When You Take Ownership, You Become the CEO of Your Life.

Today, I walk into places of unimaginable privilege, from NBA locker rooms to the boardrooms of Fortune 500 companies. But my younger self would never have dared to imagine that boy playing on the block in Detroit could have such a life.

When I was growing up, there weren’t many expectations for me. I was born in Chicago, and raised in Detroit in the 1970s. Back then, if you were blue collar in Detroit, your destiny was already dictated: You graduated from high school; got a job at Ford, General Motors, or Chrysler; started a family; worked on the assembly line for the next forty years; retired; and collected Social Security. That was how my life was supposed to go. And that wouldn’t have been a bad way to do it. That’s how my parents did it. That’s how plenty of people did it back in the day, and that was a sweet life.

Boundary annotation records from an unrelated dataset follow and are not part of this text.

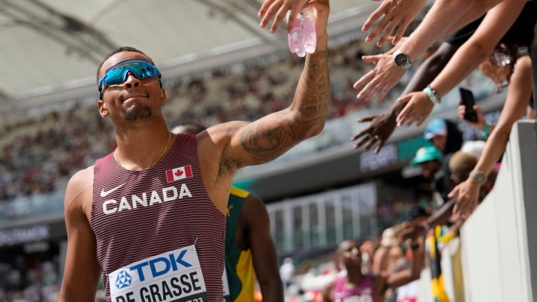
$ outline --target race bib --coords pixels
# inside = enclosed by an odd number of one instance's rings
[[[224,285],[224,302],[231,302],[231,293],[229,291],[229,283],[227,281],[227,272],[226,266],[224,266],[224,274],[222,274],[222,283]]]
[[[112,302],[207,301],[193,245],[135,262],[108,278]]]

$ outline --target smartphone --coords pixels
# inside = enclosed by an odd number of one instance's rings
[[[471,90],[463,87],[459,88],[459,91],[461,92],[461,100],[466,107],[464,111],[464,119],[469,122],[477,122],[477,112],[474,109],[474,105],[476,105],[474,94]]]

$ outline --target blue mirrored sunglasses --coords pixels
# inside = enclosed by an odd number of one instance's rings
[[[162,87],[160,72],[156,66],[143,60],[127,60],[111,67],[101,78],[98,87],[99,99],[103,99],[103,90],[108,86],[125,83],[129,72],[138,80],[158,78],[158,83],[160,87]]]

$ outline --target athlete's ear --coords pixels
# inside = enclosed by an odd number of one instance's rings
[[[165,90],[164,88],[160,88],[160,99],[161,99],[160,105],[162,105],[162,106],[166,105],[166,100],[167,100],[166,90]]]
[[[99,100],[97,101],[97,108],[98,108],[101,116],[104,118],[109,114],[108,109],[106,108],[106,103],[104,100]]]

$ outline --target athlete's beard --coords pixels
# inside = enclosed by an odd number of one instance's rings
[[[149,119],[153,115],[153,110],[147,106],[134,105],[123,112],[125,120],[134,122],[138,120]]]

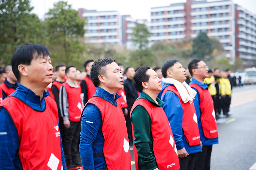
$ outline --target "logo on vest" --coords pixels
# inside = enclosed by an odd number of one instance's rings
[[[124,139],[124,145],[123,145],[124,149],[124,151],[127,153],[130,148],[130,145],[129,144],[129,142],[126,140],[125,139]]]
[[[80,102],[78,102],[78,103],[77,103],[77,105],[76,105],[76,106],[78,108],[80,109],[80,111],[81,111],[81,112],[82,112],[82,110],[83,110],[83,107],[82,107],[82,104],[81,104],[81,103]],[[79,117],[79,118],[80,117]]]
[[[57,131],[58,131],[59,130],[58,125],[57,125],[57,126],[55,126],[54,127],[54,128],[55,128],[55,129],[56,129],[56,130],[57,130]]]
[[[196,137],[194,137],[192,138],[192,140],[196,140],[200,138],[200,137],[197,136]]]
[[[193,120],[197,123],[197,116],[195,113],[194,113],[194,115],[193,116]]]
[[[216,129],[214,129],[214,130],[213,130],[210,131],[210,133],[215,133],[215,132],[218,132],[218,130],[216,130]]]
[[[170,168],[171,167],[173,166],[174,165],[175,165],[175,163],[172,163],[171,164],[166,165],[166,168]]]
[[[212,116],[213,116],[214,118],[215,119],[215,111],[214,111],[214,109],[212,109]]]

Here’s what you have to remember: There weren’t many expectations because it was just good that we were living. My great-grandparents were sharecroppers. Their parents had been enslaved. That my parents owned a house and had cars, that my mom had a garden to tend and a job at Ford Motor Company to go to every day, was beyond any expectation her ancestors had ever dreamed of. When survival is the goal, how can you even think about what your higher purpose might be?

Just so you can understand how I grew up, I have to tell you about how my mom, Vernessa Craig, grew up. If you ask Vernessa what was expected of her, she’ll tell you: nothing. She’ll tell you about how she made it in the 1960s in Chicago at the height of segregation. She’ll tell you that as one of fourteen children in an eight-hundred-square-foot apartment on the South Side, there were no expectations of her because there wasn’t a lot of hope for her to begin with.

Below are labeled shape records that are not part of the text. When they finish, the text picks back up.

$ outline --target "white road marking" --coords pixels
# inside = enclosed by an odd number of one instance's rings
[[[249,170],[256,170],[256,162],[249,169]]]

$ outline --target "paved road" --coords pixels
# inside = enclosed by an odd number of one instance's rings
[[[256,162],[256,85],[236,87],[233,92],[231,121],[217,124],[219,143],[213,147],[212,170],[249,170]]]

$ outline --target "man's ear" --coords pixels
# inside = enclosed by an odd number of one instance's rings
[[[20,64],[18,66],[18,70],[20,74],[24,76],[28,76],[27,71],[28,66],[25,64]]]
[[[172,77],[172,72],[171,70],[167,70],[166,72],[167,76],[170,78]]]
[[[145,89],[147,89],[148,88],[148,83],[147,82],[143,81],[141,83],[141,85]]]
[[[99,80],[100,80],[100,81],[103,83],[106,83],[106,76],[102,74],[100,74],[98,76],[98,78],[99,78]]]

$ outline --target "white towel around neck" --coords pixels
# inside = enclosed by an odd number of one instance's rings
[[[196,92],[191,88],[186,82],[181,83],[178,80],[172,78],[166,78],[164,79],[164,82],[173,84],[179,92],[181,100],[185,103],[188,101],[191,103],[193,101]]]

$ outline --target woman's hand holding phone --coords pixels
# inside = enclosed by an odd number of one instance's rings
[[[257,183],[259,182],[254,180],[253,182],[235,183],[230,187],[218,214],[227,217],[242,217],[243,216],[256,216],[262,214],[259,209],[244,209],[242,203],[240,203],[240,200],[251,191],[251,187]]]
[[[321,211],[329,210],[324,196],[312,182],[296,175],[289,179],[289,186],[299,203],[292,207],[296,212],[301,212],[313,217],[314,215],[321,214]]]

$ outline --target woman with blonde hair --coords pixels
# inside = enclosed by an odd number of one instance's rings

Her grandparents were born in the Jim Crow era, a time when African Americans were bound by the color of their skin, and weren’t allowed to share space with white people. Train cars, water fountains, restrooms, hotels—my family was barred from the dignity of communing in public places with white people. My mother’s father was from outside of Selma, Alabama. Her mother came from Sardas, Alabama. These places were impoverished, rural, and still operating on a system that was basically slavery in all but name. Their families scraped together a living based on indentured servitude, giving up a share of their crops to the landowner in order to survive. But, like six million other African Americans over the course of about sixty-five years, they eventually picked up their lives and struck out for some better future up North.

Both of my grandparents, Jessie McWilliams and Mary Craig, and their parents landed in Detroit around 1940. They’d all traveled by train as children up from Alabama, and settled in a neighborhood called Black Bottom, which was famous for its tight-knit Black community. There, they all worked together, fed each other, and looked out for one another.

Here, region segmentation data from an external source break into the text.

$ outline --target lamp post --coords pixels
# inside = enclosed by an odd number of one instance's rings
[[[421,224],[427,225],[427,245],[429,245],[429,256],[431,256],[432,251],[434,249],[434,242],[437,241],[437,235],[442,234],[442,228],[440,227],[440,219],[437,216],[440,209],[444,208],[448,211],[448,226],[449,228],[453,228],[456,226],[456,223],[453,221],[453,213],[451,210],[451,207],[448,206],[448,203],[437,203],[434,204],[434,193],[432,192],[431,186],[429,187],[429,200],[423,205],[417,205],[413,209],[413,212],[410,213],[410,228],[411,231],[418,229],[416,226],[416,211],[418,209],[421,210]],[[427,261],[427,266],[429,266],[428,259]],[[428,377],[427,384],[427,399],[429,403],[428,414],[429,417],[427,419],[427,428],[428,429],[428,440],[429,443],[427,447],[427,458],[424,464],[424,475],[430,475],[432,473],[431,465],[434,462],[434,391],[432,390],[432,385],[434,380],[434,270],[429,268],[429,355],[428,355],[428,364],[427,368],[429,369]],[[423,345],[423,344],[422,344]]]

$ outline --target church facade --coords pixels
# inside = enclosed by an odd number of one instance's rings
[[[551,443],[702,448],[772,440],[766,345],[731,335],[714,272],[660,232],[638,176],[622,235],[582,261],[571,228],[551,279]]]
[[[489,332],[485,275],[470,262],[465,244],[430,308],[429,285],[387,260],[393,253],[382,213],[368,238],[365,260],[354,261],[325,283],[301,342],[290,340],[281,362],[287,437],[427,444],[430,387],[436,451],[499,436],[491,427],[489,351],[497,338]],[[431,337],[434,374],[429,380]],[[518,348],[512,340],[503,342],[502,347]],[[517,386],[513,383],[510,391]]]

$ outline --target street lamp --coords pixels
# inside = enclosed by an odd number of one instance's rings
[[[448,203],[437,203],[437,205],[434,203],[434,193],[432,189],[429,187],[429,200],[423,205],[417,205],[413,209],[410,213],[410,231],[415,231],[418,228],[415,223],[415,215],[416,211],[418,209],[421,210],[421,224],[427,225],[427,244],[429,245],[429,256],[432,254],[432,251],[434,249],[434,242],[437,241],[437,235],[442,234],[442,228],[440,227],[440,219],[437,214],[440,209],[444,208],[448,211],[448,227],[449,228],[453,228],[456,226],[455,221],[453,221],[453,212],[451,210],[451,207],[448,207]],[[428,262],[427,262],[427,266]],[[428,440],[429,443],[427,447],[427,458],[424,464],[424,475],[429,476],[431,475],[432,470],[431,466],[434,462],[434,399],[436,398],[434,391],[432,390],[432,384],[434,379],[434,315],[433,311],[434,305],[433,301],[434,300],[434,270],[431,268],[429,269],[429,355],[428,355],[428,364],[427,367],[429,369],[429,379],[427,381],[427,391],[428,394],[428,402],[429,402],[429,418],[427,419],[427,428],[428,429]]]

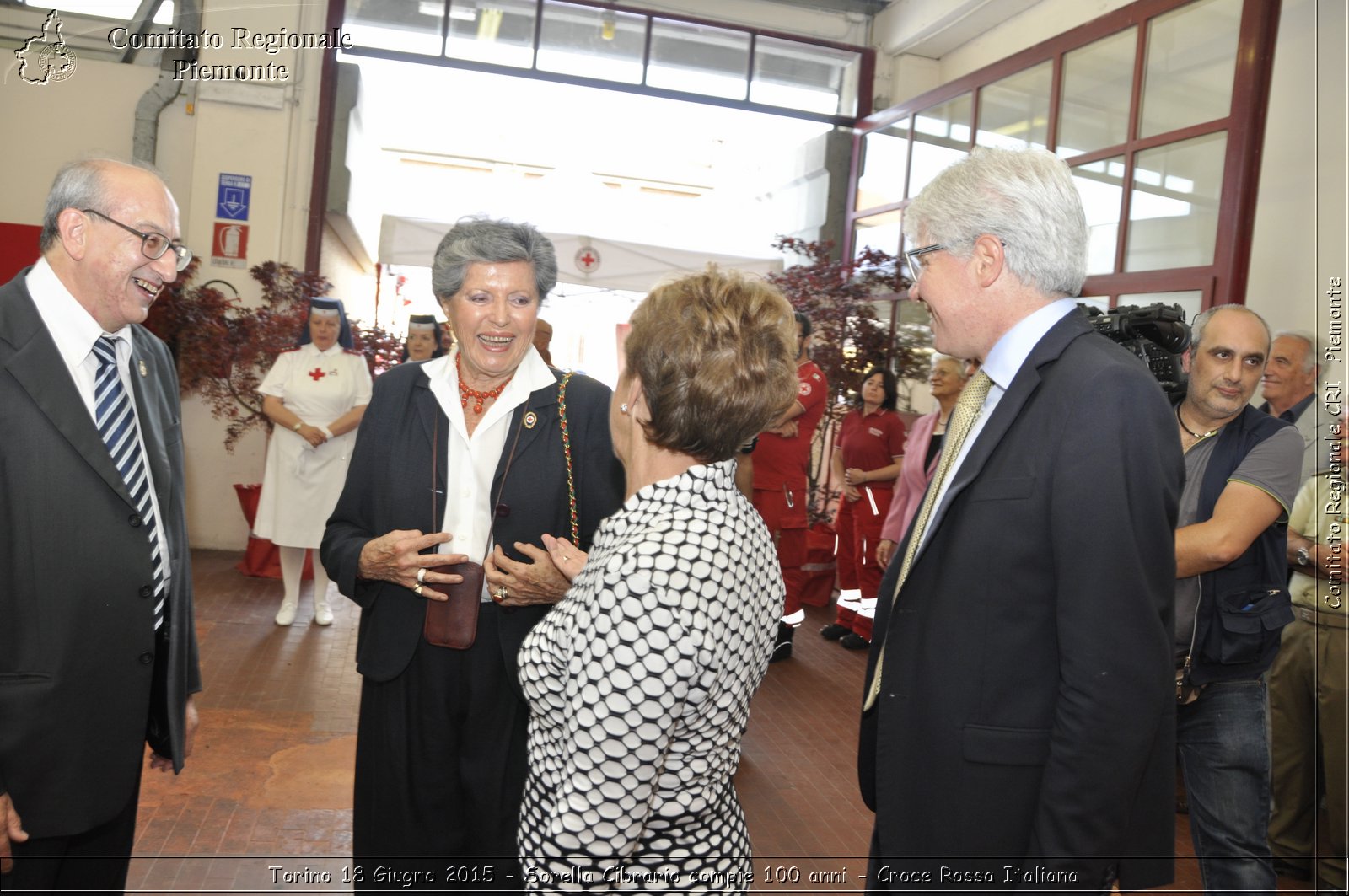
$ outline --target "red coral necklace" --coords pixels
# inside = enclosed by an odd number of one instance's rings
[[[475,414],[483,413],[483,402],[487,401],[488,398],[496,399],[498,397],[500,397],[502,390],[506,389],[510,381],[515,378],[515,371],[511,371],[510,376],[507,376],[506,381],[496,389],[488,389],[486,391],[478,391],[476,389],[469,389],[468,386],[464,385],[464,368],[459,363],[457,354],[455,355],[455,372],[459,374],[459,403],[467,410],[468,399],[472,398]]]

One of eight children, Jessie McWilliams—the son of Eva and Aaron McWilliams—came over from Ireland with his parents during the potato famine. Jessie was biracial and lighter skinned, passing as Cuban or Italian, so he could move through the world more freely than a Black man might.

My maternal great-grandmother, Kate Gardner, died giving birth to my grandmother, Mary Kate Craig. My mother talks about what a large hole it left in Mary’s spirit, and how she was withdrawn and distant most of her life. She never spoke about her past. The only child of her parents, Mary was raised by a stepmother who was essentially her wet nurse and had ten other children with Mary’s father, Fred. She always felt alienated; she couldn’t connect to the rest of the family. I can remember it as a kid, feeling that my grandmother was serious and businesslike—a true provider, focused on getting her family what they needed to make it to the next day. Of course, as a child I didn’t understand why my grandmother seemed distant. But thinking about how these women grew up and raised children and raised themselves without the help of anyone else, I can see now how it might have kept them from expressing their full range of emotions.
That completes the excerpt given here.